UAT: agents plan execute --format json hardcodes sandbox.strategy: "git_worktree" regardless of actual resource sandbox strategy #4794

Open
opened 2026-04-08 18:59:28 +00:00 by HAL9000 · 0 comments
Owner

Bug Report

Feature area: Sandbox and checkpoint safety model — Execute phase sandbox reporting
Severity: Medium
Discovered by: UAT Testing (uat-worker-sandbox-checkpoint)
Spec reference: docs/specification.md §agents plan execute JSON output


Expected Behavior (from spec)

The agents plan execute --format json output should report the actual sandbox strategy being used for the plan's resources. The spec's execute output envelope includes a sandbox field with the real strategy:

{
  "command": "plan execute",
  "data": {
    "sandbox": {
      "strategy": "<actual strategy from resource type>",
      "path": "...",
      "branch": "...",
      "status": "active"
    }
  }
}

For a plan operating on a postgres resource, sandbox.strategy should be "transaction_rollback". For a git-checkout resource, it should be "git_worktree".

Actual Behavior

The _execute_output_dict() function in src/cleveragents/cli/commands/plan.py (lines 362–383) hardcodes "strategy": "git_worktree" regardless of the actual sandbox strategy:

sandbox = {
    # TODO: derive strategy from plan's actual sandbox configuration
    # once the plan model exposes it; "git_worktree" is the current
    # default strategy used in all local execution environments.
    "strategy": "git_worktree",  # ← HARDCODED, always "git_worktree"
    "path": primary_ref,
    "branch": f"cleveragents/plan-{plan_id[:8]}",
    "status": "active",
}

The code even has a TODO comment acknowledging this is incorrect.

Code Location

  • src/cleveragents/cli/commands/plan.py_execute_output_dict() function (lines 362–383)

Impact

  • The JSON output for agents plan execute always reports "strategy": "git_worktree" even when the plan is using transaction_rollback (for database resources), copy_on_write (for filesystem resources), or overlay
  • Scripts and monitoring tools consuming the execute output cannot determine the actual sandbox strategy
  • The spec's structured output contract is violated for non-git-checkout resources

Fix Required

The Plan domain model should expose the sandbox strategy. The _execute_output_dict() function should derive the strategy from the plan's actual sandbox configuration:

# Option 1: Expose sandbox_strategy on Plan model
sandbox_strategy = plan.sandbox_strategy or "git_worktree"

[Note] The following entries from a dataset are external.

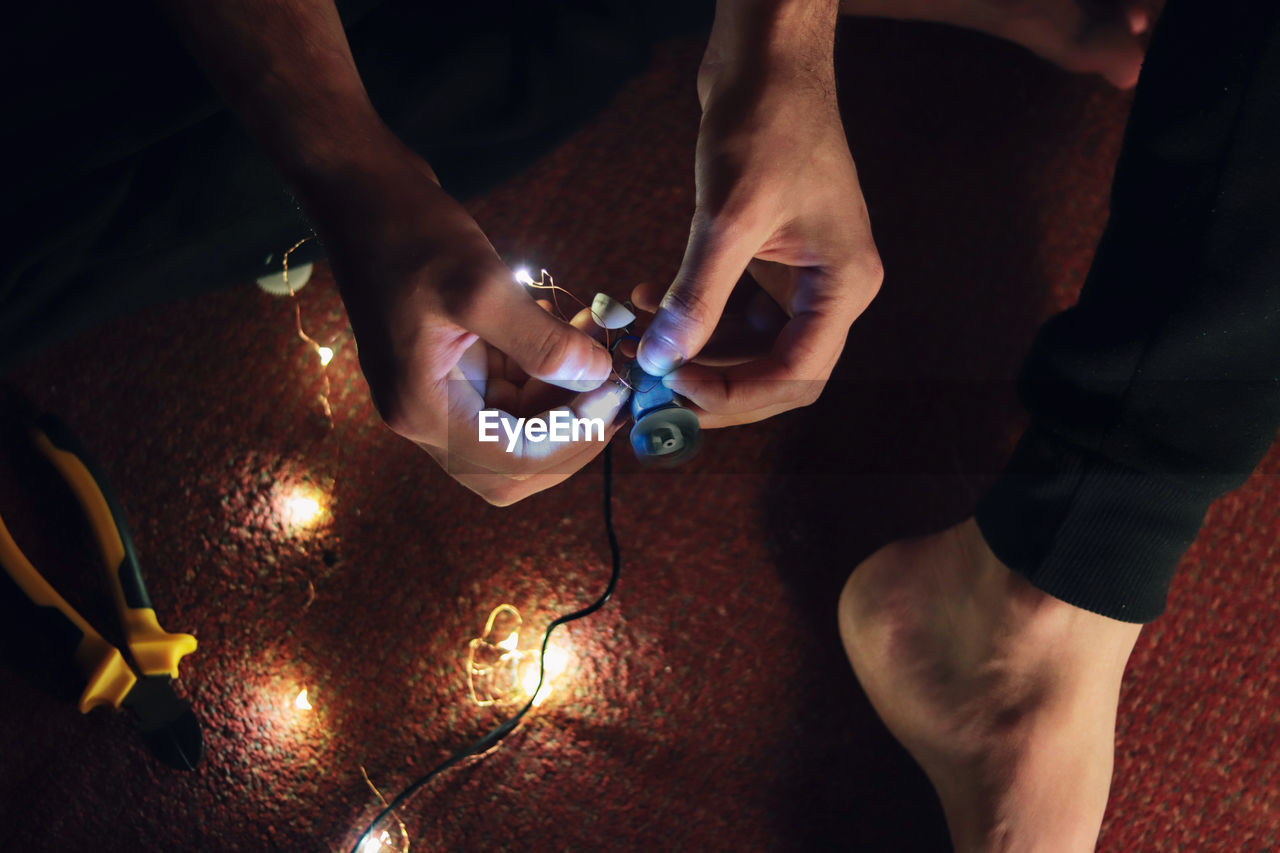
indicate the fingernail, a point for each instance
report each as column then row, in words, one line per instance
column 658, row 355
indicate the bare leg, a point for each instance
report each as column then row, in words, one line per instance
column 1005, row 696
column 1078, row 35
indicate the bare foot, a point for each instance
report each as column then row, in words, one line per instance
column 1005, row 696
column 1079, row 35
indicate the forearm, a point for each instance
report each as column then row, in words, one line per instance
column 286, row 69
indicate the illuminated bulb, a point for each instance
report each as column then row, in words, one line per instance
column 501, row 673
column 302, row 509
column 553, row 665
column 384, row 842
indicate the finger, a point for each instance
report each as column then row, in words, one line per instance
column 791, row 375
column 648, row 296
column 716, row 256
column 548, row 349
column 502, row 489
column 501, row 442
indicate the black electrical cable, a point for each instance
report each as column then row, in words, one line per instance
column 506, row 728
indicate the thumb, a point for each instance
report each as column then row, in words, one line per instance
column 693, row 305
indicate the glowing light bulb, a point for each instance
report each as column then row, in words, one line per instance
column 384, row 842
column 501, row 673
column 553, row 666
column 302, row 507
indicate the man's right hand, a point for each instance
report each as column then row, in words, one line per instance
column 444, row 329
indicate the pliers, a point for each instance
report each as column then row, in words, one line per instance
column 168, row 724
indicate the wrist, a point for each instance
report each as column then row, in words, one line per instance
column 781, row 33
column 768, row 42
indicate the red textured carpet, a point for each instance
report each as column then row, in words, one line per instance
column 709, row 705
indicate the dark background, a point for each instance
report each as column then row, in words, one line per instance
column 709, row 705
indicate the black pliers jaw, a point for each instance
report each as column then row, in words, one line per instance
column 167, row 723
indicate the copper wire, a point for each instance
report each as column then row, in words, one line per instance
column 307, row 338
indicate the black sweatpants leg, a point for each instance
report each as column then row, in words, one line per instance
column 1160, row 389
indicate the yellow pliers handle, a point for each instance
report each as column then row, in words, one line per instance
column 109, row 678
column 154, row 649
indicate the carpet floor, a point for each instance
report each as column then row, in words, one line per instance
column 709, row 705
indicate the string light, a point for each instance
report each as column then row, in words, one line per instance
column 547, row 283
column 501, row 673
column 494, row 737
column 383, row 840
column 323, row 352
column 302, row 509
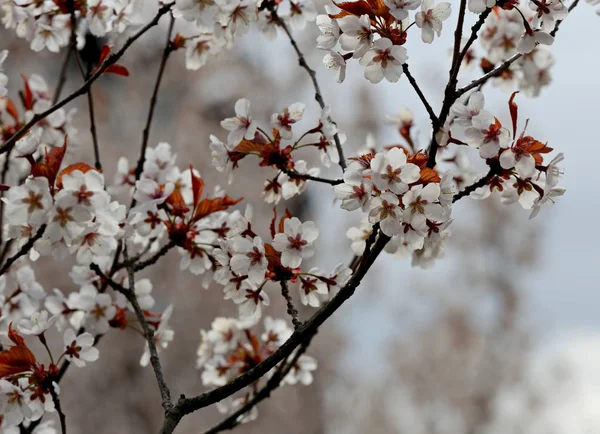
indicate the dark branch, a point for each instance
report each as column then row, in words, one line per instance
column 23, row 250
column 109, row 61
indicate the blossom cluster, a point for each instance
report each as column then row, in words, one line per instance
column 246, row 138
column 516, row 161
column 229, row 349
column 50, row 24
column 374, row 33
column 216, row 23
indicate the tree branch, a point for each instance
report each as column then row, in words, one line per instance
column 109, row 61
column 188, row 405
column 417, row 89
column 290, row 305
column 23, row 250
column 61, row 415
column 313, row 78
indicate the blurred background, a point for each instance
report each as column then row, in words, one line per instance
column 500, row 336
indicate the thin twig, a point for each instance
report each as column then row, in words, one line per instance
column 274, row 382
column 61, row 415
column 313, row 78
column 129, row 293
column 417, row 89
column 471, row 188
column 146, row 134
column 188, row 405
column 292, row 311
column 23, row 250
column 293, row 174
column 109, row 61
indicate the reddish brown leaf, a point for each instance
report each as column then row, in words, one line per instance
column 514, row 112
column 117, row 70
column 209, row 206
column 16, row 359
column 27, row 94
column 82, row 167
column 197, row 187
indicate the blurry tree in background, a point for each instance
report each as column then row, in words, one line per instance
column 118, row 244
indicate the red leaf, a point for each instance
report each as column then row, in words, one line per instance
column 105, row 52
column 82, row 167
column 117, row 70
column 12, row 110
column 197, row 187
column 272, row 225
column 209, row 206
column 16, row 359
column 514, row 112
column 27, row 95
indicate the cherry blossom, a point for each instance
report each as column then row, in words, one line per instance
column 399, row 8
column 38, row 324
column 385, row 210
column 285, row 120
column 487, row 134
column 355, row 192
column 391, row 171
column 79, row 349
column 384, row 60
column 430, row 19
column 242, row 126
column 335, row 61
column 357, row 35
column 3, row 77
column 295, row 243
column 330, row 32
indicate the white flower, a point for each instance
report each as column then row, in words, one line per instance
column 548, row 12
column 335, row 61
column 79, row 349
column 463, row 114
column 29, row 143
column 302, row 11
column 523, row 163
column 197, row 52
column 84, row 189
column 242, row 126
column 530, row 38
column 163, row 336
column 429, row 20
column 285, row 120
column 355, row 192
column 38, row 323
column 384, row 60
column 391, row 171
column 310, row 289
column 478, row 6
column 330, row 32
column 487, row 134
column 295, row 243
column 399, row 8
column 15, row 405
column 357, row 35
column 3, row 77
column 250, row 259
column 99, row 17
column 277, row 331
column 203, row 12
column 419, row 206
column 302, row 371
column 250, row 301
column 28, row 203
column 386, row 211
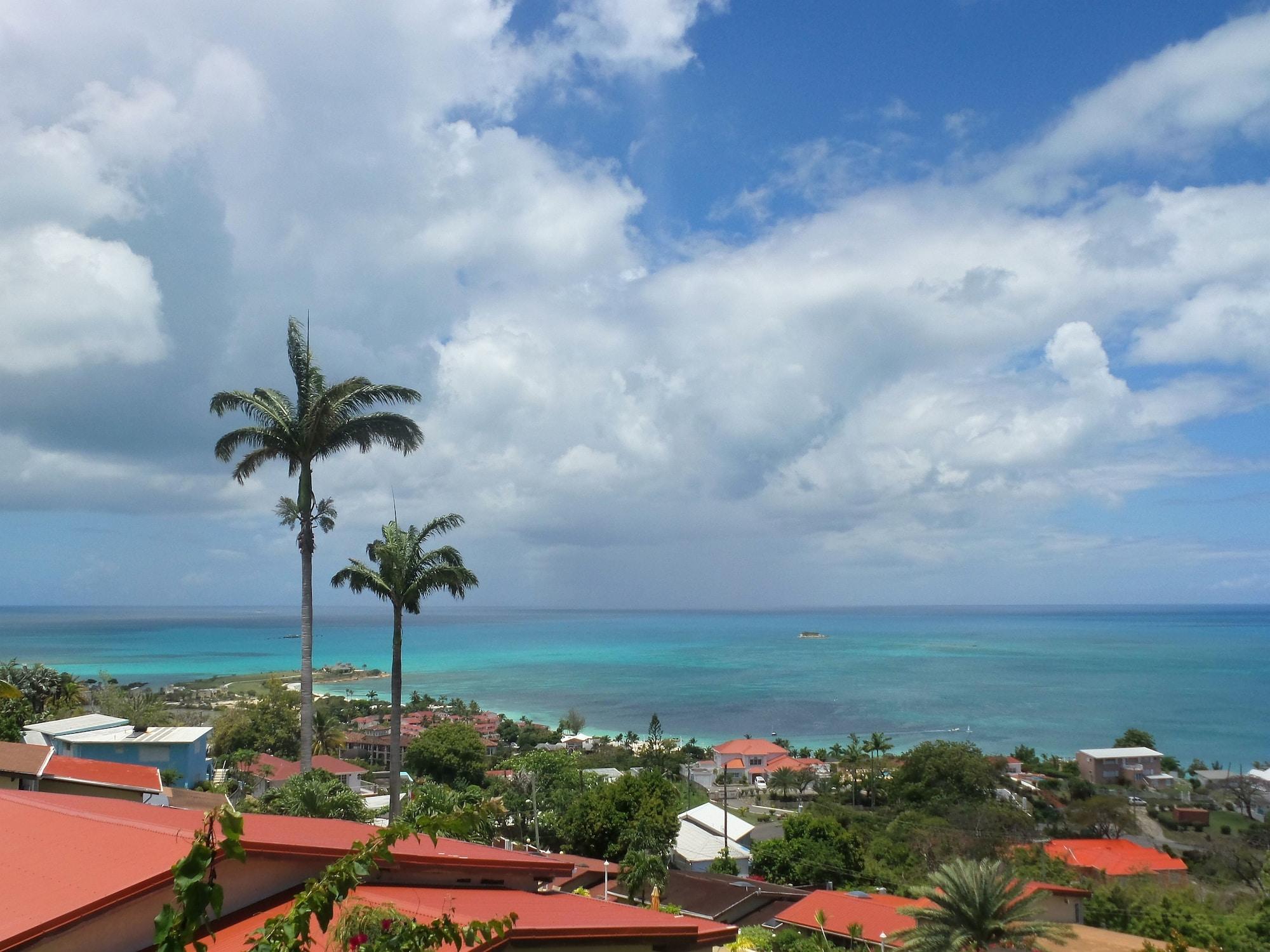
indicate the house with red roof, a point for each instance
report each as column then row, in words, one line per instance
column 1112, row 859
column 877, row 915
column 92, row 874
column 39, row 767
column 747, row 758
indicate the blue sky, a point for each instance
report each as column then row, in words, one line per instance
column 712, row 304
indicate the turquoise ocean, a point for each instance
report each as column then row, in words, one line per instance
column 1056, row 678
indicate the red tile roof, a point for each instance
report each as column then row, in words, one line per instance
column 104, row 774
column 68, row 857
column 542, row 917
column 876, row 915
column 1113, row 857
column 745, row 747
column 285, row 770
column 1056, row 889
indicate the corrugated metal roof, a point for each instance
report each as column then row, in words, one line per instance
column 156, row 736
column 74, row 725
column 1103, row 753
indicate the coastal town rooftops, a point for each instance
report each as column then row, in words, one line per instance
column 540, row 918
column 1107, row 753
column 27, row 760
column 749, row 747
column 1113, row 857
column 712, row 818
column 69, row 857
column 102, row 774
column 76, row 725
column 876, row 915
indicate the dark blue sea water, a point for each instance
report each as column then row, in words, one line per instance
column 1056, row 678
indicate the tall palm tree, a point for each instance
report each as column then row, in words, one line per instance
column 322, row 422
column 979, row 906
column 877, row 748
column 404, row 574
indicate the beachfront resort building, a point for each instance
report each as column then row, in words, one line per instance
column 181, row 751
column 745, row 760
column 1140, row 767
column 91, row 874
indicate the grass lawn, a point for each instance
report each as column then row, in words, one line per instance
column 1225, row 818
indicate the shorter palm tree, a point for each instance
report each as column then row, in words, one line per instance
column 403, row 573
column 977, row 906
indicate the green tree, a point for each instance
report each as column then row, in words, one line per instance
column 877, row 747
column 404, row 573
column 322, row 422
column 316, row 794
column 450, row 753
column 816, row 850
column 979, row 906
column 1136, row 738
column 328, row 734
column 634, row 813
column 854, row 757
column 725, row 865
column 1103, row 817
column 642, row 871
column 270, row 727
column 939, row 774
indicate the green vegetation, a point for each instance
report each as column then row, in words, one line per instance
column 314, row 794
column 450, row 753
column 979, row 906
column 634, row 814
column 270, row 727
column 322, row 422
column 406, row 573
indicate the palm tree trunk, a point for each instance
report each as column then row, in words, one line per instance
column 307, row 642
column 396, row 720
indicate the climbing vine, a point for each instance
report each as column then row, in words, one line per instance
column 199, row 898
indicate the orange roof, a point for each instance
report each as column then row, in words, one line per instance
column 542, row 917
column 749, row 747
column 68, row 857
column 102, row 774
column 876, row 915
column 1114, row 857
column 285, row 770
column 1055, row 889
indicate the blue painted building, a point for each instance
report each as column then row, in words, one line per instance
column 184, row 751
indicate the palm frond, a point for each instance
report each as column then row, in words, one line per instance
column 253, row 461
column 363, row 578
column 253, row 437
column 391, row 430
column 358, row 394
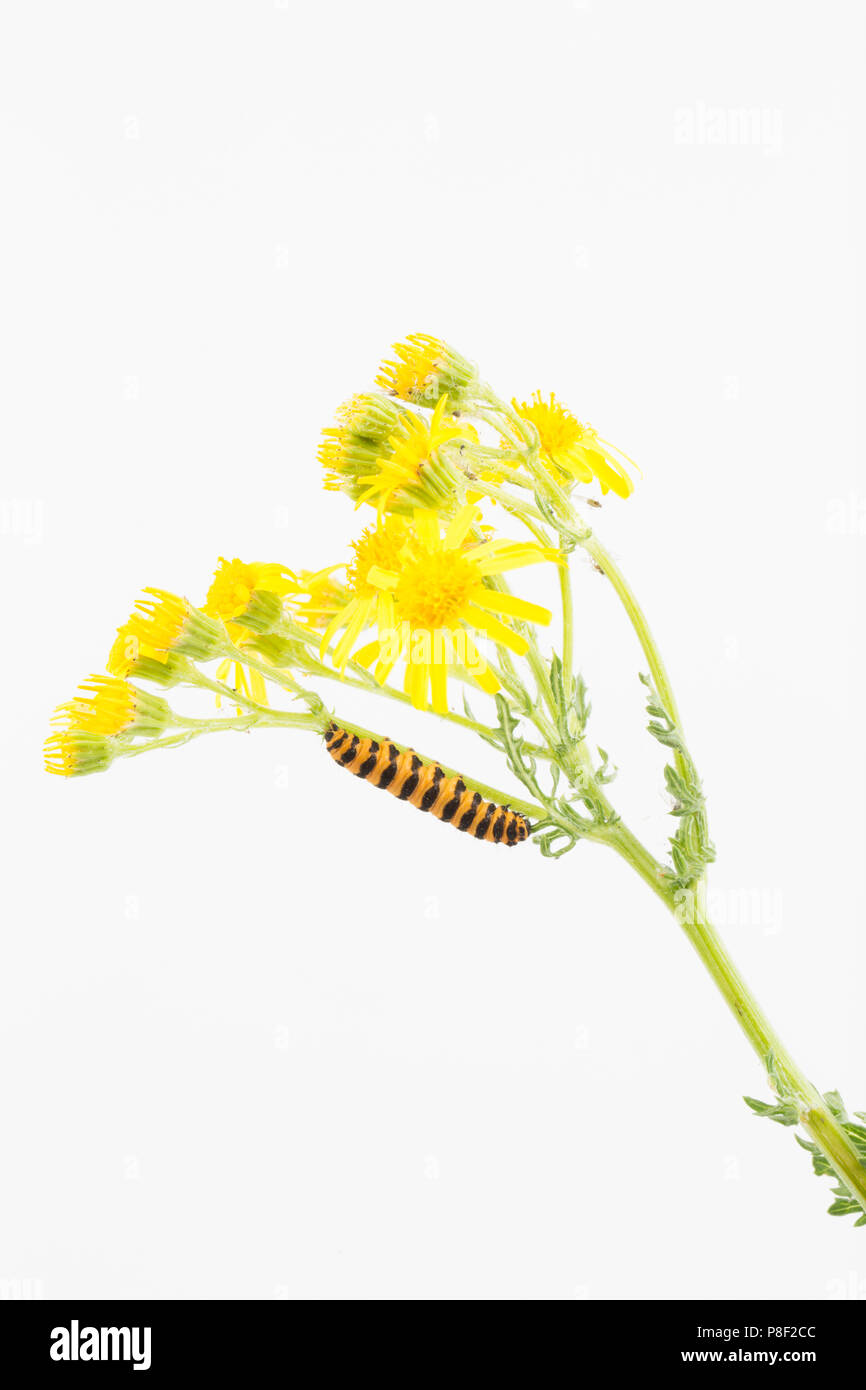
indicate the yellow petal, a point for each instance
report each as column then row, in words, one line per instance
column 501, row 634
column 459, row 527
column 477, row 667
column 438, row 684
column 427, row 526
column 382, row 578
column 512, row 606
column 337, row 622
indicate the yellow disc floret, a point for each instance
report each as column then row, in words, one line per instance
column 574, row 449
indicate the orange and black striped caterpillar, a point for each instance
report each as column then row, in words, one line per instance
column 426, row 787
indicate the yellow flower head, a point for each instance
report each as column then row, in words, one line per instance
column 167, row 623
column 364, row 605
column 320, row 595
column 574, row 449
column 131, row 656
column 427, row 369
column 416, row 466
column 246, row 597
column 350, row 448
column 77, row 752
column 107, row 705
column 438, row 594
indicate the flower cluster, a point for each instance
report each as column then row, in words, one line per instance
column 423, row 590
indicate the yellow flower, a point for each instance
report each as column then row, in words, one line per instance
column 353, row 445
column 77, row 752
column 319, row 597
column 413, row 470
column 572, row 448
column 246, row 595
column 107, row 705
column 426, row 370
column 131, row 656
column 378, row 545
column 168, row 623
column 439, row 594
column 248, row 599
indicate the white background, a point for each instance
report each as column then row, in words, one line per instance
column 263, row 1033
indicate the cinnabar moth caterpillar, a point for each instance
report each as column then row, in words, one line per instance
column 426, row 787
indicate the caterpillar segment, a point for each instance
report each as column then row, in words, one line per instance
column 426, row 787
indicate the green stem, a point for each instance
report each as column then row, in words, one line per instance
column 690, row 911
column 638, row 620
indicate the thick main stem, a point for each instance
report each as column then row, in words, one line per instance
column 815, row 1115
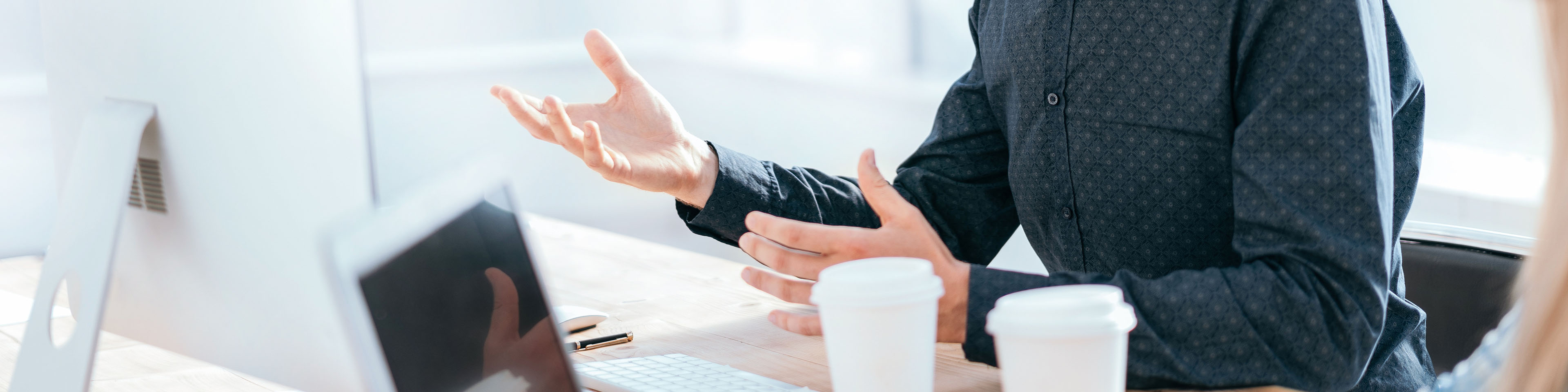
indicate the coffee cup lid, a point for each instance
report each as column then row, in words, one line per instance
column 877, row 281
column 1062, row 311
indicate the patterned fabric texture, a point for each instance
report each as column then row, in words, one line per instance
column 1219, row 160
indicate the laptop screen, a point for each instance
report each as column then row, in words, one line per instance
column 463, row 311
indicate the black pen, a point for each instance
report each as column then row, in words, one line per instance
column 598, row 343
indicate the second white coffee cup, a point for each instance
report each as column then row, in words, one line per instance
column 879, row 319
column 1065, row 338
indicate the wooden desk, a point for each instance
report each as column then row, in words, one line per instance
column 676, row 302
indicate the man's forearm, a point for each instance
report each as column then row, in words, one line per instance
column 700, row 186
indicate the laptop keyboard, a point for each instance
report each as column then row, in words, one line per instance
column 673, row 374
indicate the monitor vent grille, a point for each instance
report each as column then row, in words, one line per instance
column 147, row 187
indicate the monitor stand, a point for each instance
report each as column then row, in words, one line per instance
column 82, row 248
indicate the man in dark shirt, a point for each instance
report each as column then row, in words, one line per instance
column 1239, row 168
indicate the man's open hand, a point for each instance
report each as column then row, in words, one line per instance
column 633, row 138
column 804, row 250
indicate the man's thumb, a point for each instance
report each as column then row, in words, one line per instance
column 504, row 314
column 610, row 60
column 883, row 198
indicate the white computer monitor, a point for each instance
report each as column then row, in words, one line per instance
column 259, row 142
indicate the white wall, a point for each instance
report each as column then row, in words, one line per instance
column 27, row 167
column 775, row 79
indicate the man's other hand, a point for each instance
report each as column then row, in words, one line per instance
column 633, row 138
column 804, row 250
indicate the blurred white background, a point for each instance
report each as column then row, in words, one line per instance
column 806, row 82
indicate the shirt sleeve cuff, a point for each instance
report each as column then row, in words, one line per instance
column 744, row 186
column 985, row 287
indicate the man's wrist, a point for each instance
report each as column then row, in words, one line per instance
column 702, row 184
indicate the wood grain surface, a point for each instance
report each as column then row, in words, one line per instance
column 673, row 300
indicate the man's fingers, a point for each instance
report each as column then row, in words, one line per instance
column 524, row 110
column 562, row 126
column 504, row 313
column 880, row 194
column 806, row 325
column 795, row 234
column 595, row 153
column 788, row 289
column 610, row 60
column 782, row 259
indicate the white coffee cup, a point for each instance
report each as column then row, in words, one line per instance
column 879, row 319
column 1065, row 338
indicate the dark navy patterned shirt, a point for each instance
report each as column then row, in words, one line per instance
column 1239, row 167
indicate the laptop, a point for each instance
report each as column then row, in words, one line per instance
column 441, row 294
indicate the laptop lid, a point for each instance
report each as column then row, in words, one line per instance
column 444, row 287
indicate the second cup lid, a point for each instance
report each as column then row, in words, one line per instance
column 1060, row 311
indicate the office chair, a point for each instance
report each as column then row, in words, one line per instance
column 1462, row 278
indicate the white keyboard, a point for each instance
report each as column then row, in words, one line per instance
column 673, row 374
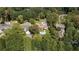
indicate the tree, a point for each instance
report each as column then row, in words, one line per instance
column 20, row 19
column 36, row 42
column 27, row 44
column 14, row 38
column 61, row 46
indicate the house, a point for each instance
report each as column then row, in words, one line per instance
column 28, row 34
column 26, row 26
column 42, row 25
column 42, row 32
column 61, row 31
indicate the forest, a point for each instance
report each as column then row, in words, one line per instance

# Option 2: Derive from sandbox_refs and resource registry
# (requires access to resource registry in the CLI layer)

The TODO comment at lines 366 and 376 already acknowledges this gap. The fix requires:

  1. Exposing the effective sandbox strategy on the Plan domain model (or via PlanLifecycleService)
  2. Using the actual strategy in _execute_output_dict()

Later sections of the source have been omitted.